Common Sense's new AI ratings find more data makes AI less safe
The more data used to train a particular AI tool, the less safe it's likely to be, according to a detailed study from Common Sense Media that rated 10 of the most popular AI products for privacy, ethical use, transparency, safety, and impact.
Why it matters: Leaders in AI like Google and OpenAI are racing to build ever-bigger models trained on increasingly massive mountains of data, but Common Sense's finding suggests that might be a risky plan.
The big picture: While governments and courts debate AI regulation, people using generative AI tools, especially parents and educators, need guides to avoiding privacy leaks, misinformation, bias, and other harms.
- Common Sense calls its reviews "nutrition labels" for AI. They outline a product's opportunities as well as its limitations and risks.

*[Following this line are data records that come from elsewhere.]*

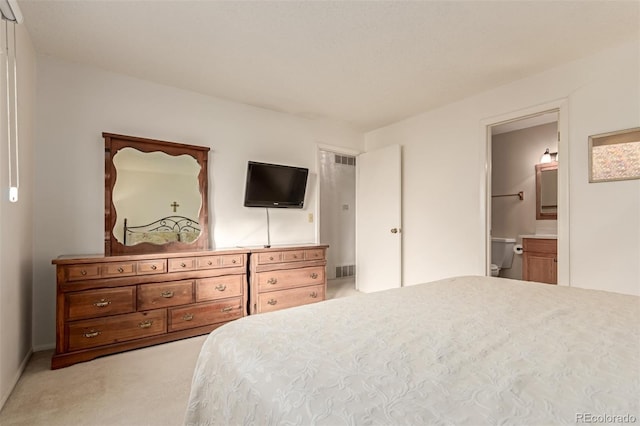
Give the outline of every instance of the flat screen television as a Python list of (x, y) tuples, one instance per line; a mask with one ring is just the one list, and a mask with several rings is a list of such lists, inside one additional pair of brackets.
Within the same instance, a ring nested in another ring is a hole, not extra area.
[(249, 161), (245, 207), (301, 209), (309, 169)]

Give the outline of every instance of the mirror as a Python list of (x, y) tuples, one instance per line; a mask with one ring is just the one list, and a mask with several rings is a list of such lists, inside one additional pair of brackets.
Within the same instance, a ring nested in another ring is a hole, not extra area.
[(558, 163), (536, 164), (536, 219), (558, 218)]
[(103, 133), (105, 255), (209, 247), (209, 148)]

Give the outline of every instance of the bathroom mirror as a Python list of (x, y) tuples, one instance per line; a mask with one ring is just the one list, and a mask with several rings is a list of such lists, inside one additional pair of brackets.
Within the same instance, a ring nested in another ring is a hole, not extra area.
[(209, 247), (209, 148), (103, 133), (105, 255)]
[(558, 163), (536, 164), (536, 219), (558, 219)]

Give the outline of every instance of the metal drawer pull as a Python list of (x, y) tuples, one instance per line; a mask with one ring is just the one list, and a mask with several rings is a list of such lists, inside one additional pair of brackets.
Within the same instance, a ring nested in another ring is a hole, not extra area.
[(158, 267), (156, 265), (151, 265), (151, 269), (155, 271), (156, 269), (158, 269)]
[(298, 255), (297, 255), (297, 254), (294, 254), (294, 255), (293, 255), (293, 258), (294, 258), (294, 259), (297, 259), (297, 258), (298, 258)]
[(233, 259), (233, 260), (231, 261), (231, 263), (238, 263), (238, 261), (237, 261), (237, 260), (235, 260), (235, 259)]
[(226, 308), (222, 308), (220, 311), (221, 312), (229, 312), (231, 310), (233, 310), (235, 308), (235, 306), (227, 306)]
[(110, 304), (111, 304), (110, 300), (100, 299), (99, 301), (95, 302), (93, 306), (96, 306), (98, 308), (104, 308), (105, 306), (109, 306)]
[(87, 271), (83, 269), (82, 271), (80, 271), (80, 275), (87, 275)]
[(163, 291), (162, 293), (160, 293), (160, 295), (165, 299), (171, 299), (173, 297), (173, 291), (171, 290)]
[(315, 299), (316, 297), (318, 297), (318, 293), (316, 293), (316, 292), (314, 291), (314, 292), (312, 292), (309, 296), (311, 296), (312, 298), (314, 298), (314, 299)]
[(220, 284), (216, 286), (216, 290), (218, 291), (225, 291), (227, 289), (227, 286), (224, 284)]
[(273, 256), (269, 256), (269, 260), (273, 260)]
[(153, 321), (146, 320), (146, 321), (142, 321), (140, 324), (138, 324), (138, 327), (140, 327), (140, 328), (149, 328), (152, 325), (153, 325)]
[(185, 321), (191, 321), (193, 319), (193, 314), (184, 314), (182, 319)]
[(187, 264), (186, 263), (181, 263), (180, 266), (182, 266), (183, 268), (186, 268)]
[(269, 299), (267, 303), (271, 306), (275, 306), (275, 304), (278, 303), (278, 301), (276, 299)]
[(122, 269), (122, 266), (118, 268), (118, 272), (123, 273), (124, 269)]
[(213, 262), (209, 260), (209, 261), (207, 261), (207, 265), (211, 266), (211, 265), (213, 265)]
[(267, 284), (275, 285), (277, 283), (278, 283), (278, 279), (277, 278), (269, 278), (267, 280)]
[(311, 274), (311, 278), (313, 278), (313, 279), (315, 280), (316, 278), (318, 278), (318, 274), (316, 274), (316, 273), (314, 272), (313, 274)]
[(91, 338), (94, 338), (94, 337), (98, 337), (101, 334), (102, 334), (101, 331), (90, 330), (87, 333), (84, 333), (84, 337), (86, 337), (87, 339), (91, 339)]

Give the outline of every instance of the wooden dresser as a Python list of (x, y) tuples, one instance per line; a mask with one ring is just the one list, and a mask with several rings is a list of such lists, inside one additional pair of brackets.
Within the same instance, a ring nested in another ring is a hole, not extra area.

What they found: The AI products that trained on the most selective data sets were the safest and those that trained on the broadest data were the riskiest, the review team concluded.
- Google's Bard and OpenAI's ChatGPT scored only three out of five stars overall and scored 75% and 48% respectively for privacy.
- The product that scored the highest, with five out of five stars overall, was Kyron Learning, an AI-powered math tutor for fourth graders.
What they're saying: Tracy Pizzo Frey, who leads the Common Sense AI ratings and review programs, tells Axios it's notable that Kyron isn't using generative AI: "They're using conversational AI,and then something called dialog modeling, where they're retrieving very specific videos that were created by teachers."
- Common generative AI products like ChatGPT and Bard do the opposite. "Large language models aren't built by adding data or specific websites or aspects of the internet over time," Pizzo Frey says. "They're scraping large amounts of data from common datasets. We don't know the specifics of most of them anymore."
- If the big companies had focused more on what was included in the data sets as opposed to what was excluded, they would be less likely to generate harmful content, she says, "but that would require starting over."
What's next: While these first ratings are designed more for a "thought leader audience" — the idea is to learn from them in order to give future audiences the guidance they need. "We hope that they will be useful for parents and educators," she says.
- Pizzo Frey — a former Google employee who founded, created and led Google Cloud's responsible AI work — said that while a lot of AI companies tout transparency, it's "often deeply technical in nature." Giving non-technical people "a better understanding of how these products work is increasingly important in a more AI-enabled world," she added.
Big picture: Common Sense, which helps parents choose media products for their kids and lobbies around related issues, isn't the only organization trying to put labels on AI to increase transparency.
- Among businesses, Twilio and Salesforce both have labeling efforts to make it clear to clients how their generative AI products use customer data. IBM also just launched its own "nutrition label" effort.
Yes, but: Labeling isn't a simple matter of input and output, but how people and business are using these tools.
- Generative AI is "really best for creative use cases, as opposed to being depended on for factual accuracy," Pizzo Frey said. "And all of those companies are saying that, but they don't necessarily say that clearly upfront all the time for users as they're using the product."